A couple more new charts today. First, I’d been wanting to look at the length of the books I was reading. I know I read a lot of pretty short ones, and I was actually a little surprised to note the concentration between 200 and 300 pages. I guess those are your “normal” books but I think of myself either reading novellas or longish stuff that also has a bunch of extra material (e.g., Norton Critical Editions). Check out Mardi at the end there though. Ouch! Mean page length was about 234 and median was 224.

(I should note that this is one of the least scientific of my unscientific graphs; many of these page numbers are taken from Amazon information, which is certainly wrong in places. For example, I discovered that they think all books published by Hesperus are 112 pages long. So yeah.)
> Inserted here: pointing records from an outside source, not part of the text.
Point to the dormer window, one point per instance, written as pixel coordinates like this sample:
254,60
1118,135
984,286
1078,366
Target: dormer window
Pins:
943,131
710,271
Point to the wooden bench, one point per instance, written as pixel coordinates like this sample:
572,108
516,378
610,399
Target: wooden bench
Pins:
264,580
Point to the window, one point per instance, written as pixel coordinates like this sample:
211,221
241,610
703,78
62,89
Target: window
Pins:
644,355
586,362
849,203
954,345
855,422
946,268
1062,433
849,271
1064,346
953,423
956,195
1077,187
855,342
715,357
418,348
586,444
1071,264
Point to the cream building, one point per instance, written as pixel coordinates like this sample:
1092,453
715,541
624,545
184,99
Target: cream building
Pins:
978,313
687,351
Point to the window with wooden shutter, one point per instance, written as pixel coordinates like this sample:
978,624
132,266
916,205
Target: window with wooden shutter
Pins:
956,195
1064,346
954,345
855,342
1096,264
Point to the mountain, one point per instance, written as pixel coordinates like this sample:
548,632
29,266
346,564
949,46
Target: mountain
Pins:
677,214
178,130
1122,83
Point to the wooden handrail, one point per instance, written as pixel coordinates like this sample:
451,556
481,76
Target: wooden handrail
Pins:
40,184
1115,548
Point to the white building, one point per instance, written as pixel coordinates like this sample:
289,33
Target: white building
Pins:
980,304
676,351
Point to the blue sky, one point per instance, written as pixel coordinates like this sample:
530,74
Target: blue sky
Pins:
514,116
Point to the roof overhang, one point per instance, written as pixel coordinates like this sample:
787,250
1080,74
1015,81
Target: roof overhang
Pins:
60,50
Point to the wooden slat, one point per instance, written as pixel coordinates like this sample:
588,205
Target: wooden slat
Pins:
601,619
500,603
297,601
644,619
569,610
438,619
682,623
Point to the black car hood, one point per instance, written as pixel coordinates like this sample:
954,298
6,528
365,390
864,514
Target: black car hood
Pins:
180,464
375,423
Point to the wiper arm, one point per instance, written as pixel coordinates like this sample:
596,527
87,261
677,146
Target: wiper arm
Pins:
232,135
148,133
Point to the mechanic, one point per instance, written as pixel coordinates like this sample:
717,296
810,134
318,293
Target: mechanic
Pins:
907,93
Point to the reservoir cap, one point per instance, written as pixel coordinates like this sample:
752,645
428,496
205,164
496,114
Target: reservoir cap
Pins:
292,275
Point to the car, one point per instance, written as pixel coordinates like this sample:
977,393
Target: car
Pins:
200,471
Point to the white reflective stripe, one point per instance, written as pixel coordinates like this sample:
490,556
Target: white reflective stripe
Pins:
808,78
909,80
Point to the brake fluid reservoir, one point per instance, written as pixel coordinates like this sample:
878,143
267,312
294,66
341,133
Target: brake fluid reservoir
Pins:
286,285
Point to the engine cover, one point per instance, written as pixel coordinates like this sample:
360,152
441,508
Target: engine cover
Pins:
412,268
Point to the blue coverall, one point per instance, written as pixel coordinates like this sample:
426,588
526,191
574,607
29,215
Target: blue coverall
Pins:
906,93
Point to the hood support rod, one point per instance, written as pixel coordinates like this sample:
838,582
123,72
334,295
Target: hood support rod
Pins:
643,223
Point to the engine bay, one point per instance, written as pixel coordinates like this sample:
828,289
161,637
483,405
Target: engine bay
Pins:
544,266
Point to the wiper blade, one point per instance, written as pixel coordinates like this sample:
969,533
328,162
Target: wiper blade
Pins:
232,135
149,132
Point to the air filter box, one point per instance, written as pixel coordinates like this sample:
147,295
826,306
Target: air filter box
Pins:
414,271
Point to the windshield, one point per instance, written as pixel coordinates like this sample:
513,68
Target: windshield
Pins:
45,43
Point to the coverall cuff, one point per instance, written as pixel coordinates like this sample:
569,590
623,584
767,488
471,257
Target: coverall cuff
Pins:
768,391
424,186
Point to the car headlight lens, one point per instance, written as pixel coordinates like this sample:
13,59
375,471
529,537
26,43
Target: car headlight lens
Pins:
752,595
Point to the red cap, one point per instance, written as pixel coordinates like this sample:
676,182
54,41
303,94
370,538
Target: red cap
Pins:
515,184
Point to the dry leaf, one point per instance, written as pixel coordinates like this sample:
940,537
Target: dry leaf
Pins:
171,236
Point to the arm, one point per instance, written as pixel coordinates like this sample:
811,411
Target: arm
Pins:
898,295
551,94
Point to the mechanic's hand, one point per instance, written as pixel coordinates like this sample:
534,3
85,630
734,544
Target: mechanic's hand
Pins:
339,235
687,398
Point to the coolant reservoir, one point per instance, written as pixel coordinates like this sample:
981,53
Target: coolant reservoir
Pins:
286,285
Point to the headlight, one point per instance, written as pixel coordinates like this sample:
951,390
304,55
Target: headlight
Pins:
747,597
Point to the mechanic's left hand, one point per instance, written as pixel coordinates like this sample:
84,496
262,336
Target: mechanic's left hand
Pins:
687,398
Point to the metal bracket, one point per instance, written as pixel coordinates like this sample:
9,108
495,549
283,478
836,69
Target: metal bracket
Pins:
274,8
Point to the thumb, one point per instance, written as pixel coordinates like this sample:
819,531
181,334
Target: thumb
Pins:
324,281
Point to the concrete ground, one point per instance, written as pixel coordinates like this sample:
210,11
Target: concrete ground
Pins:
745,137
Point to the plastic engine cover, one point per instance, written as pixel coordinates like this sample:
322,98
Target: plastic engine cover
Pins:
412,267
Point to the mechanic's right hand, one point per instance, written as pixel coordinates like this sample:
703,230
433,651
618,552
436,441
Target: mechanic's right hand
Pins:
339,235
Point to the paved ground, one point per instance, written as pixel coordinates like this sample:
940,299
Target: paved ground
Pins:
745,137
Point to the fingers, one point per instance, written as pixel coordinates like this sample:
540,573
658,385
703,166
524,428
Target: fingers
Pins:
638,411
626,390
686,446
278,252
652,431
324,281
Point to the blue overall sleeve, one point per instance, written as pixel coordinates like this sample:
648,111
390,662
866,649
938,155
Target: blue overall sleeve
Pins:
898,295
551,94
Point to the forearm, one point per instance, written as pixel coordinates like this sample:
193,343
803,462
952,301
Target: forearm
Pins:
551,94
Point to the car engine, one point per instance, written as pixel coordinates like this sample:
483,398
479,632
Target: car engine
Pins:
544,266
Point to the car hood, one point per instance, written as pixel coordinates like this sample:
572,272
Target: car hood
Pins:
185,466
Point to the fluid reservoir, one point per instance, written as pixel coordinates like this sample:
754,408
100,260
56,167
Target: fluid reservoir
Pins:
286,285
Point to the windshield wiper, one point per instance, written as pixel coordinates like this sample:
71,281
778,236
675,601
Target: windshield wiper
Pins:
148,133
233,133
I also wanted to take a look at publishers, because I consider myself more aware than average of what publishers I read and often use imprints as a purchasing strategy. I bet if I graphed purchased books by publisher some trends would be even more evident. Below are just the publishers from whom I read at least three books this year. A few things surprised me: the huge disparity between Penguin and Oxford (when I really, really like the newest versions of the Oxford World’s Classics, too); I expected NYRB to come in first; I was surprised at how high Vintage came up; and Grove? (That’s mostly due to my Kirsty Gunn obsession though.) So even though I’m fairly self-aware here my view was still skewed.

Finally, my thematic taxonomy. Before when I made this graph I counted each book in as many categories as seemed appropriate; this time, each got just one theme, and it’s beyond subjective. I went through the list as quickly as possible and tried not to dither over the decisions. The big surprise here is the popularity of the Grail Quest, but that’s what reading a bunch of sea stories will do to you I think. Also, the downfall of Sex & Death, which I think of as much more my style. But I found that was often secondary to the Grail Quest or to Men & Women. Gardening gets a boost from the English Village subcategory of course.